Ultrasound Equipment and the Law
As discussed in previous articles, ultrasound is very safe. The biggest danger in its operation is almost certainly that which is common to all electrical devices: electrical safety, trip hazards, the machine being pulled off a table and injuring an animal or person, and so on.
If your scanner were to malfunction and pass an electrical charge to a person or an animal, the legal responsibility would lie with the manufacturer, right?
Not necessarily. In the absence of a cooperative manufacturer willing to take responsibility (which, when purchasing from abroad, is almost guaranteed), the eyes of the law will fall upon the operator. Under UK law, the operator of the equipment is responsible for the safety of the patient and bystanders, and in the event that any harm came to these parties, could be required to prove in court that they have done their due diligence. Suddenly, saving a few hundred pounds by buying from China on eBay doesn’t seem like such a good idea.

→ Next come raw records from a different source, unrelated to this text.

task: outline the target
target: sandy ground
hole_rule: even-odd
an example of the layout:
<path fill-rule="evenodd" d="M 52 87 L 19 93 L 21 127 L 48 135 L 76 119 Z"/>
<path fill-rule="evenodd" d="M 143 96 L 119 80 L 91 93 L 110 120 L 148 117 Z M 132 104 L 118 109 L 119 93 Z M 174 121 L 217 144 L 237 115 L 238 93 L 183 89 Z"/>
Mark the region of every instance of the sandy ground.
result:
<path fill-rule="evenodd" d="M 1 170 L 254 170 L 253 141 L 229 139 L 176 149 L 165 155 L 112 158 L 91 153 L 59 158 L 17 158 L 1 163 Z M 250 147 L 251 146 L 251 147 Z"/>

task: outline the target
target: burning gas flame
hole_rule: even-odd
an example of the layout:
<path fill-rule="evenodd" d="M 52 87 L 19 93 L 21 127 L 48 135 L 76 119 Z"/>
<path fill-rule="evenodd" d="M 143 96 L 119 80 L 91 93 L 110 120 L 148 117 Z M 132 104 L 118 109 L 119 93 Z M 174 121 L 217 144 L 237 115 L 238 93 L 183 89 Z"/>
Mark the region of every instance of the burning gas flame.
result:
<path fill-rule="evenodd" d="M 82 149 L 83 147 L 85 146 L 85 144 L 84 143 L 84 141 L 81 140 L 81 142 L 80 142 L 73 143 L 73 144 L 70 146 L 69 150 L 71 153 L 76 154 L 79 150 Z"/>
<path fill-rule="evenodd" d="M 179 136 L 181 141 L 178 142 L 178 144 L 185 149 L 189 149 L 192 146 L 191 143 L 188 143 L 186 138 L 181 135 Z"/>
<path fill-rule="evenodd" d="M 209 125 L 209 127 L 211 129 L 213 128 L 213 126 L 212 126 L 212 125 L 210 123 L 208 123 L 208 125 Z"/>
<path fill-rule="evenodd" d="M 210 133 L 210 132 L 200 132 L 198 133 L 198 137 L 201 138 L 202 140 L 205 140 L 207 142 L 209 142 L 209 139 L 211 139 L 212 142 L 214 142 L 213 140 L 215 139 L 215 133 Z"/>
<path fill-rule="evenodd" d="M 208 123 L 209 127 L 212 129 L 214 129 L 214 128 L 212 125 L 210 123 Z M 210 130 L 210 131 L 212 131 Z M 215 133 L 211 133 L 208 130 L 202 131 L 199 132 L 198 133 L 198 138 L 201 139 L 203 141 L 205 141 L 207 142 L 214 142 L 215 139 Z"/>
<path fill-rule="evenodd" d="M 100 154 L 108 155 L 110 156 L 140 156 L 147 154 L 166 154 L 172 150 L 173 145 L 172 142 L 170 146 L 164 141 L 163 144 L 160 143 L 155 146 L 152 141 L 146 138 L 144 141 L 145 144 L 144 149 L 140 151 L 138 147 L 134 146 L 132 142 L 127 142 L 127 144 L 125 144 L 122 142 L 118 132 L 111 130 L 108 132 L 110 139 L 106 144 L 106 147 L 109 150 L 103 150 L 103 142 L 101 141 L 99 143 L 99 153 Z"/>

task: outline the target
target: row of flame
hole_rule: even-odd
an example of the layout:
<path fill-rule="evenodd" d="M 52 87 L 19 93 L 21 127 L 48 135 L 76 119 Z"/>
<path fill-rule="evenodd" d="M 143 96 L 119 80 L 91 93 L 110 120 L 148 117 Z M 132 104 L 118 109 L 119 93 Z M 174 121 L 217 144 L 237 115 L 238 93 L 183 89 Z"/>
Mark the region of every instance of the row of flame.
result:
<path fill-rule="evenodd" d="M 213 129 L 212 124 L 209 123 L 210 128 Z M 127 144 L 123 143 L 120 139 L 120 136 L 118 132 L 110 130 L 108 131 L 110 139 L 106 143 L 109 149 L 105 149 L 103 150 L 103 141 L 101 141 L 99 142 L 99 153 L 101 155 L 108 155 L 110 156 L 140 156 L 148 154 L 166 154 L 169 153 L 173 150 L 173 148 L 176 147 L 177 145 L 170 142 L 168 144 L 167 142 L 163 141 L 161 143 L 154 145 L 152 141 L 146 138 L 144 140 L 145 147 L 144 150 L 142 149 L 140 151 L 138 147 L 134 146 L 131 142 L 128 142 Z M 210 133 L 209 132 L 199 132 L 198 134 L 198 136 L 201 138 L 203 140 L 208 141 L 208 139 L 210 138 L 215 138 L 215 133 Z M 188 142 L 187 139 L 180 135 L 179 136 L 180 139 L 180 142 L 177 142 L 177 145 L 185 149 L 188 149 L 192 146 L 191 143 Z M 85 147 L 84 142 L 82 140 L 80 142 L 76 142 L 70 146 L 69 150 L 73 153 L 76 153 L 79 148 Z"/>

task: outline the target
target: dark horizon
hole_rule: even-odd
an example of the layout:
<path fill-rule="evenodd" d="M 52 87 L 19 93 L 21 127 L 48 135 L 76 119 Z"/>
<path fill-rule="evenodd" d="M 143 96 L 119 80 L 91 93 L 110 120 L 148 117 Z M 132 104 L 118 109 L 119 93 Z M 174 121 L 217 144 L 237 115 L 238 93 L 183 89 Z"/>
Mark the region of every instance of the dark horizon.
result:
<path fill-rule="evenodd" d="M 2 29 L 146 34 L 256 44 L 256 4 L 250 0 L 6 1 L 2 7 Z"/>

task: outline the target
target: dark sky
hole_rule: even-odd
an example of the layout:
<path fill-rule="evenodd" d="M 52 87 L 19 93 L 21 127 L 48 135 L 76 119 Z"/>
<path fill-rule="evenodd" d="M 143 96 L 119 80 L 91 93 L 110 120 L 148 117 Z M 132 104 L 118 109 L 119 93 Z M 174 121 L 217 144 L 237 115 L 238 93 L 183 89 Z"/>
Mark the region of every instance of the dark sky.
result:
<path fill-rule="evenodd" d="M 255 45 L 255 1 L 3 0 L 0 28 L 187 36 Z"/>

Is your machine CE marked?
This is fundamental. It is your responsibility to check for a CE mark on any and every piece of equipment you use in a professional capacity. For example, if a nurse performs a home visit and helps a bed-bound patient out of bed with the patient’s own hoist, if the patient falls and the nurse did not check that the equipment was CE marked before helping the patient to use it, that nurse is responsible for the accident (and will almost certainly be struck off). It’s that harsh, and that serious.
So if you scan somebody’s animal with equipment that does not bear the CE mark, it’s an automatic fail. Even your insurance is highly unlikely to cover you.
Did you purchase your equipment legally?
This may sound like a silly statement, but it is a sad truth that the vast majority of medical equipment purchased on sites like eBay from China are imported illegally. If the seller underdeclares the value of the equipment – with or without your instruction to do so – you are complicit in tax evasion. You have committed a crime.
So whilst a 20% saving on a £1000+ piece of equipment feels great at the time, again, it may come back to haunt you. After all, if you purchased from a company willing to help you to break the law, you must have known that they would be equally unscrupulous with regard to their safety standards, right? Or so the argument may go in court.
In summary, when buying an ultrasound machine, always make sure:
- That it is CE marked
- If you are importing your machine from abroad, that all customs paperwork is accurate and truthful
- That TI and MI are displayed on the screen
Additionally, it is important to find out:
- Is there UK service available? If not, whatever warranty you may or may not have with your machine is likely to be worthless
- Can the seller provide any training or support? The vast majority of companies calling themselves manufacturers online are no such thing. If they’re on eBay, check out their other items for sale: if they’re simultaneously selling yoga mats and sex toys, chances are, they know far less about ultrasound than you do. Another immediate tip-off is to look out for machines which advertise as being “3D.” 3D ultrasound scanning requires a transducer in the range of £20,000 – £100,000. Any eBay listing for a 3D ultrasound machine is taking advantage of the fact that most people don’t know very much about what they’re buying when they first start out – which already tells you quite a lot about how reliable such a company’s safety testing or backup support might be!